E usciva verso di lui…: Accorrevano a Giovanni da tutta la regione della Giudea, è straordinario! Si stupisce persino l’evangelista, tanto che diventa eccessivo nella descrizione. Non sembra verosimile che tutti gli abitanti di Gerusalemme hanno accettato le parole di Giovanni e sono accorsi in massa.
Comunque, nonostante l’immagine iperbolica, ci interessa capire che ora la Giudea e Gerusalemme che erano il centro del culto di yhwh non sono più il luogo dove andare ma da cui uscire. Usciamo dai nostri luoghi santi, dalle nostre immagini di Dio per accogliere colui che viene.
Giovanni era vestito di peli di cammello…: Giovanni ha la divisa di Elia (vestito di peli di cammello), e del pellegrino (una cinta di pelle ai fianchi); tante volte Gesù dice di stare con i fianchi cinti, di essere pronti al cammino, all’esodo. Se ci pensiamo non è molto attraente un uomo vestito di peli di cammello e che mangia cavallette, eppure gli uomini accorrevano a lui. La motivazione del “successo” dell’annuncio del Battista probabilmente sta nel fatto che l’annuncio è nitido, chiaro, autentico. Quando il nostro annuncio del vangelo di Gesù è esigente, non è annacquato, allora lì l’uomo trova ciò che cerca. Siamo chiamati a richiamare alla serietà, alla verità…senza mezze e comode misure, altrimenti quello è storcere le vie di Dio.
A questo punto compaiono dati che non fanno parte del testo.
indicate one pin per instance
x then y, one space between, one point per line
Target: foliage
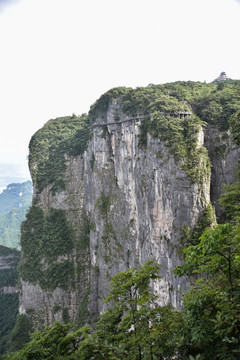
206 220
235 127
15 195
8 301
48 146
159 107
46 237
212 303
10 224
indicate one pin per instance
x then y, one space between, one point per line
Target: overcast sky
59 56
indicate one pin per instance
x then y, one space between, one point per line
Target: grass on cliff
48 146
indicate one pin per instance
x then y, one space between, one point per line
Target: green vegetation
206 220
161 106
136 327
15 196
14 203
8 302
10 224
66 135
46 237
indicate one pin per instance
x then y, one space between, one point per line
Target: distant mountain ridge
14 203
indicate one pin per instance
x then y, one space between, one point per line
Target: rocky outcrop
125 203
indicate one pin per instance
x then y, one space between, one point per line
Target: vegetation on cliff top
159 105
46 237
65 135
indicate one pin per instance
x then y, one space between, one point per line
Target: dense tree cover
65 135
135 326
8 302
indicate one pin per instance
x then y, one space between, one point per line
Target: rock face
125 203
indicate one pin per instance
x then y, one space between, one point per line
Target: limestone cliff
113 189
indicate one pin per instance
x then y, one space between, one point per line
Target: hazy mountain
14 203
12 173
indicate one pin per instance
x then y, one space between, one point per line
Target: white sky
58 56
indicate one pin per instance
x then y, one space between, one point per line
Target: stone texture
137 201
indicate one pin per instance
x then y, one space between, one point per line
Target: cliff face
126 196
9 259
del quale io non sono degno di chinarmi…: A che cosa si riferisce Giovanni Battista? Alla legge del levirato. I riferimenti su questo li troviamo nel libro Deuteronomio, al capitolo 25, oppure nel libro di Rut, al capitolo 4. La legge del levirato consisteva in questo: quando una donna rimaneva vedova, senza un figlio, il cognato – da qui il termine “levirato”, “levir” significa cognato – aveva l’obbligo di unirsi a lei e darle una discendenza e il figlio che nasceva era come se fosse il figlio del marito defunto. Quando, per qualche motivo il cognato rifiutava, il parente più prossimo che aveva diritto dopo di lui e che accettava di unirsi alla donna, procedeva alla cerimonia dello scalzamento, scioglieva il sandalo della persona che si era rifiutata, sputava e questo significava “il tuo diritto su questa donna passa a me, io sono lo sposo”.
Allora Giovanni Battista, non sta facendo una lezione di umiltà, ma dice “non prendete me come colui che deve fecondare questa vedova, non posso sciogliere il sandalo a lui e unirmi alla vedova perché lui è lo sposo”. Chi è questa vedova? Il rapporto tra Dio e il popolo era raffigurato come quello tra uno sposo e una sposa.
Ma erano tanti i peccati, tante le infedeltà di Israele, che si considerava questo rapporto ormai concluso e Israele si sentiva come una vedova del suo Signore, dicono alcuni autori: la vedova di un marito vivente!
Allora “colui che viene a rigenerare vita in questa vedova non sono io, ma è colui che è più forte di me” perché vi battezzerà in Spirito Santo, vi immergerà nella vita di Dio.